Lady Rosamond had given her friend some of the glimpses of her experience in Rome, yet she had much more to relate on her arrival. Some months would elapse before her husband would consider his health sufficiently restored to return to his native land. At intervals he seemed almost restored when a sudden relapse would cause a renewed return of the symptoms attending his flattering disease. Still they were hopeful that with the returning spring health would be restored the patient invalid. Throughout the severe dispensation Gerald Bereford manifested no irritation, no fretfulness, no complaining. He seemed to be happy in appreciating the labors of his beautiful wife. On one occasion, when she asked if he did not weary of his sickness, he quietly replied:
“Darling Rosamond, it has shown that you are willing to sacrifice every pleasure in devotion to one who can never fully repay such a debt of gratitude. Do you think that I can try, my Rosamond?” exclaimed he, pressing a fond kiss upon the lips of the pale but lovely woman, as she sat beside him.

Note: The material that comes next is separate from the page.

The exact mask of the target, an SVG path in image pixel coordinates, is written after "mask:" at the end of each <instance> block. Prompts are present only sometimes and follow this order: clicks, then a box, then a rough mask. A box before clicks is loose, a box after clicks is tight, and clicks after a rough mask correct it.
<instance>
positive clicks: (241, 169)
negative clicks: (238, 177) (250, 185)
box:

Ah! Gerald Bereford knew not that in these words there lay a hidden meaning. Surely, and in a way unknown to both, will the debt be paid.
LIGHT, SHADOW, AND DARKNESS.
The guests at Trevelyan Hall had departed, Maude Bereford alone remaining. Captain Trevelyan applied himself to the duties devolving upon him with a will. His hospitality was the comment of many. He had begun life aright. His honest heart and upright principles were a sure passport to prosperity and popularity. “The Hall” was a scene of much gaiety and resort. Large gatherings were of frequent occurrence, to which the families of the surrounding neighbourhood were cordially invited. Fanny Trevelyan was idolized among her youthful companions and associates. Her sweet face was welcomed as a delightful acquisition on every occasion. Many sought to show their fond appreciation of her retiring manners and graceful elegance. Flattery had no power over her. She possessed a character of too much depth and penetration to harbor the least feeling akin to vanity. Lady Trevelyan had guarded her daughter’s education and trained her with a view to set a proper estimate upon those qualities which ennoble and elevate the soul. Maude Bereford was a proper companion for Fanny Trevelyan. Their minds were in harmony, while the latter acted as a propelling power to force the aspirations of the other above their common flight. Lady Trevelyan was pleased with this companionship. Though she could not discern the brilliant genius and powers which characterized the beautiful Mary Douglas, there was much to admire in Maude Bereford. Captain Trevelyan was kind, amiable and attentive. He paid every mark of respect towards his gentle and loveable guest. Frequently they walked, chatted and rode together. Maude was pleased with the gentlemanly attentions of the engaging officer, and showed her appreciation in many ways. He enjoyed the society of those two girls much as those of playful children. Fanny was truly happy in her brother’s company.